In South Asia and sub-Saharan Africa, “ubiquitous” moonlighting is largely the result of low human capital and large agricultural sectors.

(Washington) Undeclared work represents more than 70% of total employment in emerging and developing countries, a level such that it compromises their growth and accentuates poverty especially in the context of the pandemic, warns the World Bank.

In these countries, “far too many people and far too many small businesses are operating outside the sight of governments in an area where little help is available to them in an emergency such as the COVID crisis. -19 ”, underlines Mari Pangestu, director general of development policy and partnerships of the World Bank, in a report published Tuesday devoted to this phenomenon.

The “informal” sector represents about a third of the gross domestic product (GDP) of these countries, she explains.

In this study, entitled “The Long Shadow of Informality: Challenges and Policies”, presented as the first comprehensive analysis carried out by the Washington institution, the authors demonstrate that moonlighting greatly undermines the recovery and development of these countries.

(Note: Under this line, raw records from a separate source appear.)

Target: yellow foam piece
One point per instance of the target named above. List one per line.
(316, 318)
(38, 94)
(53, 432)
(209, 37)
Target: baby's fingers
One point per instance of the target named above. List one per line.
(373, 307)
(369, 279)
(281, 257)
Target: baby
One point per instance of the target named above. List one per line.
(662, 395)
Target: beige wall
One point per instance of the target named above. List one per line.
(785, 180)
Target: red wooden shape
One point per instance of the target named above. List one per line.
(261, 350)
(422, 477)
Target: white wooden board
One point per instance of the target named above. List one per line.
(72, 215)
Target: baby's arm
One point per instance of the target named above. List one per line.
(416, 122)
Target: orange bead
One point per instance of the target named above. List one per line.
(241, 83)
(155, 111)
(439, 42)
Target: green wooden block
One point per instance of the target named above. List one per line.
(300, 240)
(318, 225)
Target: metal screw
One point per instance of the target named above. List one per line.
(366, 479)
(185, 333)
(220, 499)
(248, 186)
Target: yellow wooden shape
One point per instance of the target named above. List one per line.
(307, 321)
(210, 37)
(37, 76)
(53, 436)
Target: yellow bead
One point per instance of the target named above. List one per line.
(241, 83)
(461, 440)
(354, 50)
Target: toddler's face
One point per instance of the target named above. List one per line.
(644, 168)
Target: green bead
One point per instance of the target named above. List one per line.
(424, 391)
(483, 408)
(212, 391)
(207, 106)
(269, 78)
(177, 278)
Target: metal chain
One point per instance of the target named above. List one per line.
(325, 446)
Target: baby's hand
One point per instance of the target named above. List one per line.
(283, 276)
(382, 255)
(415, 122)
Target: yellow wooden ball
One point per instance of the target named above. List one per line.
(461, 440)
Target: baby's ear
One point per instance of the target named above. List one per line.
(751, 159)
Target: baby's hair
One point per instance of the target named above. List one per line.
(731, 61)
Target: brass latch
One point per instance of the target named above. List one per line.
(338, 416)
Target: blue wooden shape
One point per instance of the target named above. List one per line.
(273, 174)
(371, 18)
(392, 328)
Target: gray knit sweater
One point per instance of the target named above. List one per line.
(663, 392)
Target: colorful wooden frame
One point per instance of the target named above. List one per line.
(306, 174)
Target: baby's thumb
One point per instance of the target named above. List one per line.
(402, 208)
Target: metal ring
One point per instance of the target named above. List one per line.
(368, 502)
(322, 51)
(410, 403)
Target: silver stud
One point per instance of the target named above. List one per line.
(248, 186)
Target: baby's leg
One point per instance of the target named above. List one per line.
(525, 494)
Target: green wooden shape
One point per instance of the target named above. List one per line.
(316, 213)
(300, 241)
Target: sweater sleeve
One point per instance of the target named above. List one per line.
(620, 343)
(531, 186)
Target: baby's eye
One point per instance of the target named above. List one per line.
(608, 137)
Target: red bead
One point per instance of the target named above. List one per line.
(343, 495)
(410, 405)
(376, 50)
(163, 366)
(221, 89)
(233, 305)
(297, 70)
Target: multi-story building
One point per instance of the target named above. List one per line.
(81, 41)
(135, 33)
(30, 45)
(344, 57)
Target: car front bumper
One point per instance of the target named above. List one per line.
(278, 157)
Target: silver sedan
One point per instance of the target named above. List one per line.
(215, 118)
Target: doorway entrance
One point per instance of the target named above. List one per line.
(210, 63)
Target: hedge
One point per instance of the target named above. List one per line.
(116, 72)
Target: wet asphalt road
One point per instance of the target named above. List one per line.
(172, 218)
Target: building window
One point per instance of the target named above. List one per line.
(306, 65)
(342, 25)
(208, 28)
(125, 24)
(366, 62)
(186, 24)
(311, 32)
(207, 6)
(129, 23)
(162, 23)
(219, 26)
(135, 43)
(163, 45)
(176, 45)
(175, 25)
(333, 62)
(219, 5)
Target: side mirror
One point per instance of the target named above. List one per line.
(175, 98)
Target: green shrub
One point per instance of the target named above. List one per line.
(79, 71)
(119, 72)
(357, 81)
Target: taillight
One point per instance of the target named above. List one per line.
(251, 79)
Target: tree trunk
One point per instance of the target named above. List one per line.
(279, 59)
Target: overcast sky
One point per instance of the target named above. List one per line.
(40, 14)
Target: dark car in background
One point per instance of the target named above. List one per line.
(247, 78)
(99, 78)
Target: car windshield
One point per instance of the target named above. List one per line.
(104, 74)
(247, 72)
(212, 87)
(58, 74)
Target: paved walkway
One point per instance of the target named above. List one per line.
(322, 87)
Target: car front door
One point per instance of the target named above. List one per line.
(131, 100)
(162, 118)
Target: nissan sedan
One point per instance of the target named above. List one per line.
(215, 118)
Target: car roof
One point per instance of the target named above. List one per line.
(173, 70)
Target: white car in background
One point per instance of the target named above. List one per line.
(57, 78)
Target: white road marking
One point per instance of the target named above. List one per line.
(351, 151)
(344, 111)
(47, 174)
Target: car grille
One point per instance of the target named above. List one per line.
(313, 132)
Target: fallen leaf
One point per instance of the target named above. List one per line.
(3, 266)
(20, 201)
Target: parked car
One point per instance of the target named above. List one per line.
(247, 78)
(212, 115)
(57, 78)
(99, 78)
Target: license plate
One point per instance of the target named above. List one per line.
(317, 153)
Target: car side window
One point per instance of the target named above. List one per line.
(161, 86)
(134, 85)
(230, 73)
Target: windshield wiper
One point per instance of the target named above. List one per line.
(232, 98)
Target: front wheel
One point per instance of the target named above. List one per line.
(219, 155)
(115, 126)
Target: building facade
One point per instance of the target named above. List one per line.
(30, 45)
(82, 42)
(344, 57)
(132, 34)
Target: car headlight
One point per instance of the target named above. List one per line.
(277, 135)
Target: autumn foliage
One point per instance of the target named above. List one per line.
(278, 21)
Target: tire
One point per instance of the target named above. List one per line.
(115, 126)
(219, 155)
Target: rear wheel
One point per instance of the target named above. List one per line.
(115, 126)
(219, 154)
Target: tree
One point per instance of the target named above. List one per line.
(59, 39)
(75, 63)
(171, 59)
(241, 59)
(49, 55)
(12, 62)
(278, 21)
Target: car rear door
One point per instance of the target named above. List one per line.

All indicators are thus affected by a very high informal sector: lower per capita income, greater poverty, greater income inequality, less developed financial markets and lower investments.

These economies are also further removed from achieving the Sustainable Development Goals.

Because it is “surprisingly high”, moonlighting “decreases the capacity (of these countries) to mobilize the budgetary resources necessary to support the economy in times of crisis, to conduct effective macroeconomic policies and to strengthen capital. human for long-term development ”, summarize the authors of the study.

The public revenues of emerging and developing countries with above-average moonlighting represent around 20% of GDP, or 5 to 12 percentage points below the level observed in other countries.
A discriminatory phenomenon

Public spending is also 10 percentage points of GDP lower.

In addition, moonlighting is also discriminating since it affects women and young people with little qualifications more.

“In the midst of the COVID-19 crisis, they are often left behind, with little reliance on social safety nets when they lose their jobs or experience severe loss of income,” said Mari Pangestu.

The degree of the informal sector varies “considerably” across regions and countries.

As a percentage of GDP, it is thus highest in sub-Saharan Africa, at 36%, and lowest in the Middle East and North Africa, at 22%.

In South Asia and sub-Saharan Africa, “ubiquitous” moonlighting is largely the result of low human capital and large agricultural sectors.

In Europe and Central Asia, Latin America and the Caribbean, as well as the Middle East and North Africa, heavy regulatory and fiscal burdens and weak institutions have played an important role in its development.

Yet the informal sector had been on a downward trend for three decades before the pandemic.

Between 1990 and 2018, on average, it fell by around 7 percentage points of GDP to 32% of GDP.

This decline partly reflected political reforms.

The authors of the report therefore make five main general recommendations to policy makers to reverse this downward trend.

They advocate first of all adopting a “comprehensive approach” insofar as informality reflects widespread underdevelopment while adapting measures to the situation of each country.

They further recommend improving access to education, markets and finance “so that workers and enterprises in the informal sector become sufficiently productive” not to resort to moonlighting.

They invite countries to improve the business climate and finally, “to rationalize tax regulations” to reduce the cost of legal labor and increase that of black labor.